The fact is “liberty” without restraint or law is known as license, and license is universally recognized as a bad thing morally, socially, economically, politically and so forth, and license leads to hedonism, rampant immorality, exploitation, lawlessness, and to a breaking of an implicit social contract in any given society and even to anarchy and a generally miserable state of existence for all but the most rich and powerful in a widespread (survival-of-the-fittest) Social Darwinism.
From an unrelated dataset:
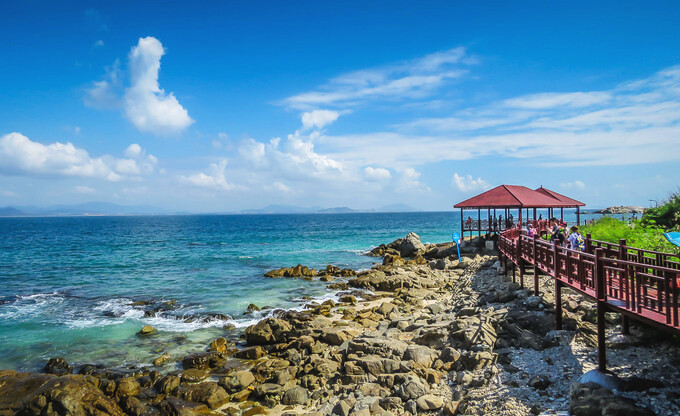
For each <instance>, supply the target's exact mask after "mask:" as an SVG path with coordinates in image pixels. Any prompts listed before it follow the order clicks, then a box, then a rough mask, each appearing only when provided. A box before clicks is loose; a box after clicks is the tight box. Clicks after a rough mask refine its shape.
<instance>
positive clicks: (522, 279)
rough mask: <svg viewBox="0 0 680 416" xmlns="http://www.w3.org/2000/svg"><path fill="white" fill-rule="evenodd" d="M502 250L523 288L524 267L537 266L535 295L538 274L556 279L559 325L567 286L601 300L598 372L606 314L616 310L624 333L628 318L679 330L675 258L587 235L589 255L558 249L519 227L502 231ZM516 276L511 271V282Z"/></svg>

This means anyone who advocates “liberty” without coupling it to the Just rule of law Wisely done is in fact implicitly advocating license, hedonism, and Social Darwinism. Does this mean that all self-described “conservatives” are in fact hedonists and Social Darwinists?  I personally have no idea and assume not, but who knows? If you look like a duck, walk like a duck and quack like a duck, you are, presumably, a duck. And if you assert and advocate hedonism and Social Darwinism, presumably, you are a hedonist and Social Darwinist, and people are going to think you are whether you are or not, and they are going to want to have nothing to do with your “conservatism” and your “individual liberty.”

 The Constitution

For many, if not most, self-described conservatives the situation with people opposing the Constitution is very similar to the situation with people opposing liberty as license. When self-described conservatives say “the Constitution” they usually mean their particular version of the Constitution, which is something of an idiosyncratic one that the vast majority of people reject as well as the vast majority of traditional Constitution scholars.

This self-described “conservative” view of the Constitution is known as the “enumerated powers” view. The enumerated-powers view holds that Congress can do nothing that is not specifically outlined in Article 1, Section 8 of the Constitution, such as, “borrow money,” “declare war,” “establish post offices,” etc.  And, further, this limiting Congress to strict enumerated powers is usually justified by a quote from James Madison who also held to this strict enumerated-powers view and reading of the Constitution.   

Apart from the merits of this strict enumerated-powers view, it has generally been held to be impractical by most people, and further it has to ignore other key sections of the Constitution and even other more important sections. Article 1, Section 8 besides listing various enumerated-powers also says that Congress shall “provide for the common Defense and general Welfare of the United States.” The strict enumerated-powers people say, in essence, this “general Welfare” phrase should be struck from the Constitution.

But it is worse than this for many self-described conservatives because the Preamble to the Constitution states some of the primary purposes of the Constitution and the federal government are to “establish Justice” and to “promote the general Welfare.” And there is little or no wiggle room for self-described conservatives to limit Congress to various limited enumerated powers of Article 1, Section 8. This means one can hold to the strict enumerated-powers view if one wants to, but this view is not widely embraced, and it does not appear to be consistent with the text and tone, letter and spirit of the Constitution traditionally understood.

 Bottom line: A Well-Defined Conservatism

The self-described “conservative movement,” that almost invariably defines itself as being for “individual liberty” and “the Constitution,” is in fact in the eyes of the public seen to be advocating license, hedonism, anarchy, Social Darwinism, and a somewhat quirky and impractical view of the Constitution as the central points of their “conservatism,” and tragically many conservatives cannot figure out why so many Americans want nothing whatsoever to do with them or their “conservative movement.” Oh, to see ourselves as others see us, rightly or wrongly?

In order to win large numbers of followers the conservative movement needs to redefine itself from “individual liberty” (as license, hedonism and anarchy) and “the Constitution” (as strict enumerated powers of Article 1, Section 8) to “Liberty and Justice for all” and the more obvious plain meaning and “original intent of the Constitution.”